Però tale misura non fu di grande giovamento, poichè non si poteva vietare alla gioventù romana di recarsi a Rodi e in Atene per udire discorsi filosofici.
I Romani si andarono dapprima abituando a tollerare la filosofia come un male necessario e non tardarono molto a trovare nella filosofia straniera anche un appoggio per la religione romana, resasi impossibile per la sua semplicità; appoggio che veramente rovinava la fede, ma che concedeva all'uomo colto di conservare in qualche modo decoroso i nomi e le forme della religione popolare.
Ma questo sostegno non poteva essere nè l'evemerismo, nè il sistema di Carneade o di Epicuro.
Lo spiegare storicamente i miti affrontava troppo aspramente la fede del popolo, mentre gli dei si trasformavano addirittura in uomini; Carneade metteva in dubbio persino la loro esistenza ed Epicuro negava loro almeno ogni influenza sul destino degli uomini.
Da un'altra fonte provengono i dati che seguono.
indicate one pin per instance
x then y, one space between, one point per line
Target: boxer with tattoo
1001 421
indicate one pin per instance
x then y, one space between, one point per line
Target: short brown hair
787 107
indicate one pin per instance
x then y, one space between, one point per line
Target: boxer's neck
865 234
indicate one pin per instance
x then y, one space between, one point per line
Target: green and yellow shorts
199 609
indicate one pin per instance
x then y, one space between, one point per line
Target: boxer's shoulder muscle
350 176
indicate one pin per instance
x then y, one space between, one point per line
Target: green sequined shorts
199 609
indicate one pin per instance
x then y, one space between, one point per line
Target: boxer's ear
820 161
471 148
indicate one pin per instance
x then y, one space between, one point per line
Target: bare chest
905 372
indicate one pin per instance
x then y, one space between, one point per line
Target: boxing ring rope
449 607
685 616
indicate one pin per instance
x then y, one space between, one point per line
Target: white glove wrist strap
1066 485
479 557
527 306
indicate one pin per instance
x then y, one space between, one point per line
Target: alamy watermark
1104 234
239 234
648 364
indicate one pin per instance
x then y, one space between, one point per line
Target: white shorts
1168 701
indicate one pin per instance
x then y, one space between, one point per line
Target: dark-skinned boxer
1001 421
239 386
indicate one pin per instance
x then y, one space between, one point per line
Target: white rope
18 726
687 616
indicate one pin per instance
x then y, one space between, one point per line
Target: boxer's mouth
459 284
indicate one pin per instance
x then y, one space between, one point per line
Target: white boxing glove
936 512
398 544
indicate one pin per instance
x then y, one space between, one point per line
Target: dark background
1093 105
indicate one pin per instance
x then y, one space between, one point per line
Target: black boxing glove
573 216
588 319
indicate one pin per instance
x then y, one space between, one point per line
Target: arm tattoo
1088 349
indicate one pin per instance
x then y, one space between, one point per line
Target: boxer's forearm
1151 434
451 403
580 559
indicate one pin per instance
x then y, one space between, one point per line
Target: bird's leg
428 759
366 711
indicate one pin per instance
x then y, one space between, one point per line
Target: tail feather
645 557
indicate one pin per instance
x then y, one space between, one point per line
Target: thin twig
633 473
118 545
Trovare tra questi sistemi e la religione romana un legame era perciò impossibile; essi erano e rimasero condannati.
Anche Cicerone dichiara nelle sue opere essere dovere del cittadino di respingere l'evemerismo perchè offende troppo il culto divino; e di quanto egli dice nei suoi discorsi degli accademici e degli epicurei trova necessario di scolparsi dicendo di essere discepolo di Carneade come filosofo, ma come cittadino e pontefice un confessore ortodosso di Giove capitolino e che l'epicureo deve finalmente darsi per vinto e convertirsi.
Nessuno di questi tre sistemi fu veramente popolare.
La facilità di essere generalmente compreso fece sì che l'evemerismo esercitasse una certa forza d'attrazione sui Romani e che col puerile e in pari tempo decrepito suo sistema di spiegare la mitologia colla storia, facesse una profonda impressione sulla storia tradizionale di Roma; ma esso non ebbe alcuna sostanziale influenza sulla religione romana, perchè questa da principio si attenne solo alle allegorie e non alle favole, e perchè a Roma non era possibile, come nell'Ellade, di comporre biografie di un primo, secondo e terzo Giove.
La sofisticheria moderna poteva prosperare solo là dove, come in Atene, la spiritosa loquacità era un attributo degli abitanti e dove inoltre la lunga serie dei sistemi filosofici formati ed abbandonati avevano accatastati copiosi ammassi di macerie intellettuali.
Contro il quietismo epicureo si rivoltava infine tuttociò che nell'elemento, appoggiato naturalmente sull'attività, c'era di leale e di valoroso.
Questo quietismo fece tuttavia più proseliti che non l'evemerismo e la sofistica, e pare sia questo il motivo, per cui la polizia ha continuato più a lungo e nel più serio modo a combatterlo.
Però questo epicureismo romano non era tanto un sistema filosofico quanto una specie di sopravveste filosofica, sotto la quale, – contro ogni intenzione del suo severo autore – si nascondeva per la buona società la spensierata sensualità; così noi troviamo nei poemi di Lucilio, uno dei primi addetti a questa setta, Tito Albucio, come prototipo del romano cattivo seguace dell'ellenismo.